Annachie wrote:Annachie wrote:Why the need to hit the guns? As always, it's the crew that is soft and squishy.
Bluesqueak wrote:Well, the crew are generally in close proximity to their guns. Successive generations of artillerists have found this helpful when trying to fire the things.
Slightly more seriously, shrapnel and overpressure means you don't need to hit the gun to get the crew.

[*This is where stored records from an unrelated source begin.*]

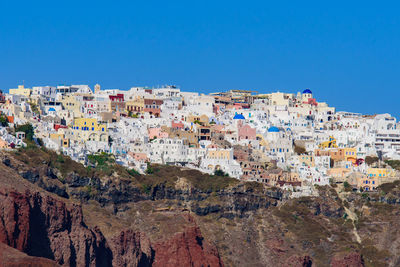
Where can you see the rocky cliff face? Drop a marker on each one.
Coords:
(42, 226)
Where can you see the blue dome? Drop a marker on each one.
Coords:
(273, 129)
(238, 117)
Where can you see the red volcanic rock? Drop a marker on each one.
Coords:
(131, 249)
(297, 261)
(353, 259)
(186, 249)
(46, 227)
(11, 257)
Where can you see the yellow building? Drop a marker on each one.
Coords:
(69, 102)
(350, 154)
(329, 144)
(135, 106)
(278, 98)
(375, 177)
(21, 90)
(87, 129)
(377, 172)
(306, 160)
(219, 154)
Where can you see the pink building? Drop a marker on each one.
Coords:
(157, 133)
(245, 132)
(177, 125)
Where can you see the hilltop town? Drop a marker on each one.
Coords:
(285, 140)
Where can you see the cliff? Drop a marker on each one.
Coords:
(176, 217)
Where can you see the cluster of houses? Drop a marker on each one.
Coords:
(280, 139)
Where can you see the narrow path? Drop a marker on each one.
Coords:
(352, 215)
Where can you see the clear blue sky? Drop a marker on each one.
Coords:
(347, 52)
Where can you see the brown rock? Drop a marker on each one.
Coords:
(11, 257)
(352, 259)
(186, 249)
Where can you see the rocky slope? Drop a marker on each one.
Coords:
(59, 210)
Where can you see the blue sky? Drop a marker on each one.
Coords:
(347, 52)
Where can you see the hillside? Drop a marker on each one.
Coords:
(106, 215)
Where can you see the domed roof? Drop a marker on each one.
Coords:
(273, 129)
(238, 117)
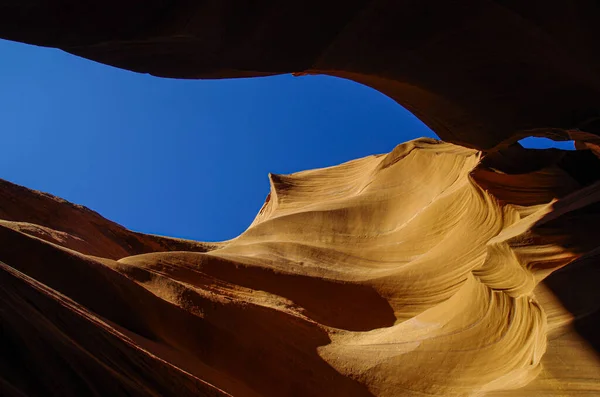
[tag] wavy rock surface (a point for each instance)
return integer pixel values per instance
(431, 270)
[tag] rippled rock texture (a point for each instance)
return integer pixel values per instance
(432, 270)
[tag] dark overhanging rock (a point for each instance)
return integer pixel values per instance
(478, 72)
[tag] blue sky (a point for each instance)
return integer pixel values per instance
(185, 158)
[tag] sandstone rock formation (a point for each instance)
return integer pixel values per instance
(478, 72)
(434, 269)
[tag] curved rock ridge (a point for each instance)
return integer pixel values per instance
(432, 270)
(477, 72)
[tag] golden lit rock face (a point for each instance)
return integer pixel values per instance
(434, 269)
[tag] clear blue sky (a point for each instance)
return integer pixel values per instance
(184, 158)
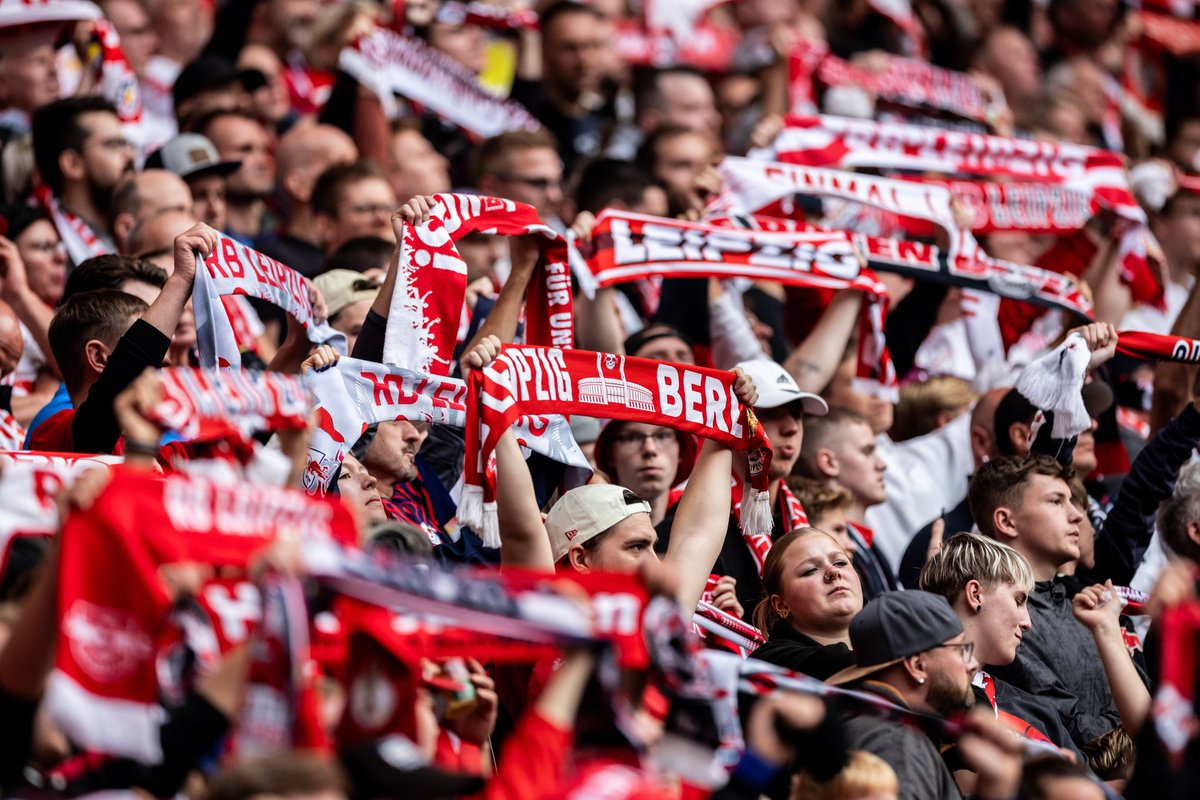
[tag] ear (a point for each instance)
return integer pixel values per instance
(96, 355)
(827, 462)
(71, 164)
(577, 558)
(1003, 522)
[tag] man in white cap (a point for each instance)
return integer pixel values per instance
(780, 408)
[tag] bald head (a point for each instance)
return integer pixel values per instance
(305, 152)
(12, 344)
(142, 196)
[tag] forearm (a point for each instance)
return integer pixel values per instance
(701, 521)
(1129, 695)
(523, 540)
(814, 362)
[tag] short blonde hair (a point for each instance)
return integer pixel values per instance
(922, 403)
(864, 774)
(965, 557)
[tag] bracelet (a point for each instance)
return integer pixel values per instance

Damage to the overhead structure droping bits on them, or rubble in the gun slot blocking the shots, also means you don't have to hit the gun.
Let alone morale.
Dilandu's point, which is valid, is that hitting individual gun
positions is difficult. From my own reading of naval history, including bombardment efforts of the Civil War (Fort Fisher I, a disaster for the Union; Fort Fisher II, a disaster for the Confederates; Fort Sumter I, victory for the Confederacy, practically no casualties; Fort Sumter II, the Feds turned it into a rock pile with, I believe, one gun still in action to be fired at sunset) to WW I (DeRoebuck in the narrows, guns in fixed fortresses silenced [in large part because surviving gunners skedaddled], Dardanelles II --- searching gunfire without air spot can't chase down and destroy the mobile Turkish guns), to WW II and Korea (Tarawa and Okinawa, massive bombardments with varying degrees of success; D-Day with high degree of success, including near destruction of the Herman Goering division of [mobile] panzers on the way to the beaches; South Korea and Vietnam, highly successful coastal shoots in ultimately stalemated or losing wars), he is
way too pessimistic about what breechloading guns with high explosive shells can do to fixed fortifications firing at relatively short ranges, especially with a handy balloon around to spot for you.
The ICN screwed up --- or, rather, the Inner Circle did (and guess what?
They can make mistakes, too) --- in their tactics (particularly the failure to have the SNARC incendiaries already deployed to the rocket barges). They were looking at their inside knowledge of what Thirsk and Ahlvarez were going to try and their object was to put the most possible pressure on Dohlar (in part to make sure Thirsk and Ahlvares
did launch their coup) while avoiding anything the Church might have been able to point to as "obvious demonic intervention" while
resisting the coup in the process. They were willing to risk losses in return for the political gains to be had, although Sarmouth, whose men would suck up those "acceptable losses," was less on board with that than the rest of the Circle.
The
real mistake, in many ways, however, was to make insufficient allowance for the unreliability of visual signaling in the midst of all that smoke and noise. There was plenty of time for
Eraystor to have avoided the rockets' fixed threat zone (which she wasn't originally supposed to enter in the first place; she sailed into it closing to cover the minesweepers and "engage the enemy more closely") . . .
if she seen the signal when it was sent and obeyed it promptly.